About ads, most ads these days are not embedded in the web page itself, but pulled in from a set of external, unvetted servers via javascript. In all likelihood, the javascript pulling in the ads, clean or tainted, will not change. However, dynamically generated pages might not have an accurate time stamp and might show only the current time and date even if the content hasn't changed for a long time. That is common with PHP sites as well as others.

bathory · 04-04-2017, 02:11 AM

Quote:

Originally Posted by ackerman57

Don't know how?

BTW folks, this is not major thing I need. Don't fret too much on this :|

Just FYI: https://2buntu.com/articles/1493/mon...-etag-headers/

ackerman57 · 04-04-2017, 03:15 AM

Quote:

Originally Posted by Turbocapitalist

wget will do that. So would curl. The HTTP Request Header you want to use when forming your GET or HEAD request is the If-Modified-Since header. The HTTP Date has to conform to a specific format. (In my opinion they should have gone with a subset of ISO 8601.)

Code:

wget --header="If-Modified-Since: Tue, 04 Apr 2017 05:57:29 GMT" http://www.example.com/
wget --header="If-Modified-Since: $(date -u -d 'last week' +'%a, %d %b %Y %T GMT')" http://www.example.com/

The HEAD request helps, already mentioned, if you only need the metadata not the object itself.

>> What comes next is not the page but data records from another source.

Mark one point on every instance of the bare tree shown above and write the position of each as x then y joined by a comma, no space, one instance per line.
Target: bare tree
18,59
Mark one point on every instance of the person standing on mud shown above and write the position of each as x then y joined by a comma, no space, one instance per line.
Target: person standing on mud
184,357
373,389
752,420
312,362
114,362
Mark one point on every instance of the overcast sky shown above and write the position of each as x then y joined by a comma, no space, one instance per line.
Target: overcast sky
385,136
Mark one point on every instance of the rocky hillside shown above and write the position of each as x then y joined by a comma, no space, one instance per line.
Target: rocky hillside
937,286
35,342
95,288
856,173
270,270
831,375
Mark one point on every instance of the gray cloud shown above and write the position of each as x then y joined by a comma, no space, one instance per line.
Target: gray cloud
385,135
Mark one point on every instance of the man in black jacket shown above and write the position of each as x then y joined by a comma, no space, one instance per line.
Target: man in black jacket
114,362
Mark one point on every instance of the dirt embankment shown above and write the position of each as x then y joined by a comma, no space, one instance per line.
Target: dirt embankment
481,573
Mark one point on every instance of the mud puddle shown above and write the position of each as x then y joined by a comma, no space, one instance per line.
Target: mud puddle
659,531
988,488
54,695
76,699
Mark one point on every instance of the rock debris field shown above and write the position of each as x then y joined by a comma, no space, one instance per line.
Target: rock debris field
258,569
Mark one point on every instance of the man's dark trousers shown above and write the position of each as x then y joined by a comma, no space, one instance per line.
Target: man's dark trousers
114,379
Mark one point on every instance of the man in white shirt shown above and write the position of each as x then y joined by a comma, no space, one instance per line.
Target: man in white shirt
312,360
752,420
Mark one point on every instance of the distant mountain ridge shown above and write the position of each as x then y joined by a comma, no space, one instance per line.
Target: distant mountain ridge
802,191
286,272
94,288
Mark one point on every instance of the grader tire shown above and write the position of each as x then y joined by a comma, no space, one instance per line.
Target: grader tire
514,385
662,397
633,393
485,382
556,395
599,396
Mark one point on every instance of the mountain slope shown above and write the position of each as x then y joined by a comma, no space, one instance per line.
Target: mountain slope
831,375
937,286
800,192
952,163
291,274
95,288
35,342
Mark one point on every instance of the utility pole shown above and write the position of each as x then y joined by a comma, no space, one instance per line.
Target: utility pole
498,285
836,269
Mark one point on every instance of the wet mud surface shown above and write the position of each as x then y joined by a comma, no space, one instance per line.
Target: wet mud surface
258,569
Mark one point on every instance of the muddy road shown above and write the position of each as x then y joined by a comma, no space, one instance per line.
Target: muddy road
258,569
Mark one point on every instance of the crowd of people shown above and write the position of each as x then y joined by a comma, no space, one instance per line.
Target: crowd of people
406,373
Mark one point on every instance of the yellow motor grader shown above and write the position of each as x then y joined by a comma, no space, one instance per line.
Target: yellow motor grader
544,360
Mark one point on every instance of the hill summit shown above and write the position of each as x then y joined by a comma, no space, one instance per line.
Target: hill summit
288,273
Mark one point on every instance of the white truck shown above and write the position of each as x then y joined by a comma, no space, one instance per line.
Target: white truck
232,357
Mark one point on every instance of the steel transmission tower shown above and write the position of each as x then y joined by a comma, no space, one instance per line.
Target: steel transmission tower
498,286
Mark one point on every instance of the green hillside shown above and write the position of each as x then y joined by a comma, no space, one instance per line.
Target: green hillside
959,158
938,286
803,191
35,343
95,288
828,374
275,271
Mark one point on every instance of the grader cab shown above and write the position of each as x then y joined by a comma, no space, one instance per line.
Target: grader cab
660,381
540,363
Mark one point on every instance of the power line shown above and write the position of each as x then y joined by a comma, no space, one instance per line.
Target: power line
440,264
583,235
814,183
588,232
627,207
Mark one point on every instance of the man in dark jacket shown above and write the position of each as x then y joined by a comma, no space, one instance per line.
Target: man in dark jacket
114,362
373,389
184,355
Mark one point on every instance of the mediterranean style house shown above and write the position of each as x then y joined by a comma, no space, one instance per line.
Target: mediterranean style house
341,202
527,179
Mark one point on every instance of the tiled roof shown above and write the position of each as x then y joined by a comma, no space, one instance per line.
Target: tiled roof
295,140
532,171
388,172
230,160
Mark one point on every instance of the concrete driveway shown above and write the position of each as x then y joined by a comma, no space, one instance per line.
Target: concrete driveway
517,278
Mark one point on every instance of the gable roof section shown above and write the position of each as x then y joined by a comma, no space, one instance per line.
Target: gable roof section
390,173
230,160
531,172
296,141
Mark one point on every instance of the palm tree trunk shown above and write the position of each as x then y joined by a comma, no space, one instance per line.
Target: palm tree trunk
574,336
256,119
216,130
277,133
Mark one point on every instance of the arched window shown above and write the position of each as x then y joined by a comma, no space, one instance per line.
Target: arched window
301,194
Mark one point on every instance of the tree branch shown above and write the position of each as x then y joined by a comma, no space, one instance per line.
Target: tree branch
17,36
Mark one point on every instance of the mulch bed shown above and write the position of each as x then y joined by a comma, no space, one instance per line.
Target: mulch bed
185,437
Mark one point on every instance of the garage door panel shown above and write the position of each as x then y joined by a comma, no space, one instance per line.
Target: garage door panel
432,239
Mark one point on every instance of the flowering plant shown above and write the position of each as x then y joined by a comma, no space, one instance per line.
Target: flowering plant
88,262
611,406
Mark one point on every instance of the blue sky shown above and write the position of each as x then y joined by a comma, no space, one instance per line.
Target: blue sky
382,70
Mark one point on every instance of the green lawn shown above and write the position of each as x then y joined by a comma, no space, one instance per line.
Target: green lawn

About ads, most ads these days are not embedded in the web page itself, but pulled in from a set of external, unvetted servers via javascript. In all likelihood, the javascript pulling in the ads, clean or tainted, will not change. However, dynamically generated pages might not have an accurate time stamp and might show only the current time and date even if the content hasn't changed for a long time. That is common with PHP sites as well as others.

Quote:

Originally Posted by bathory

Just FYI: https://2buntu.com/articles/1493/mon...-etag-headers/

Code:

curl -I "http://magazine.odroid.com/" 

HTTP/1.1 200 OK
Date: Tue, 04 Apr 2017 08:11:21 GMT
Server: Apache/2.4.7 (Ubuntu) SVN/1.8.8 PHP/5.5.9-1ubuntu4.21
X-Powered-By: PHP/5.5.9-1ubuntu4.21
Link: <http://magazine.odroid.com/wp-json/>; rel="https://api.w.org/"
Content-Type: text/html; charset=UTF-8

No Last-Modified and ETag headers here.

Jjanel · 04-04-2017, 04:53 AM

fwiw, playing with wget http://magazine.odroid.com I noticed that I only needed to
grep -v userSettings

ackerman57 · 04-04-2017, 06:28 PM

Quote:

Originally Posted by Jjanel

fwiw, playing with wget http://magazine.odroid.com I noticed that I only needed to
grep -v userSettings

http://magazine.odroid.com was used as an example. The real site is something else, but it doesn't have a Last-Modified and ETag headers either. I am going to try one of the links you gave me using bash and diff.

If that doesn't do it, then I just periodically check the site every few days as usual.

I want to thank everyone here who replied and for your suggestions.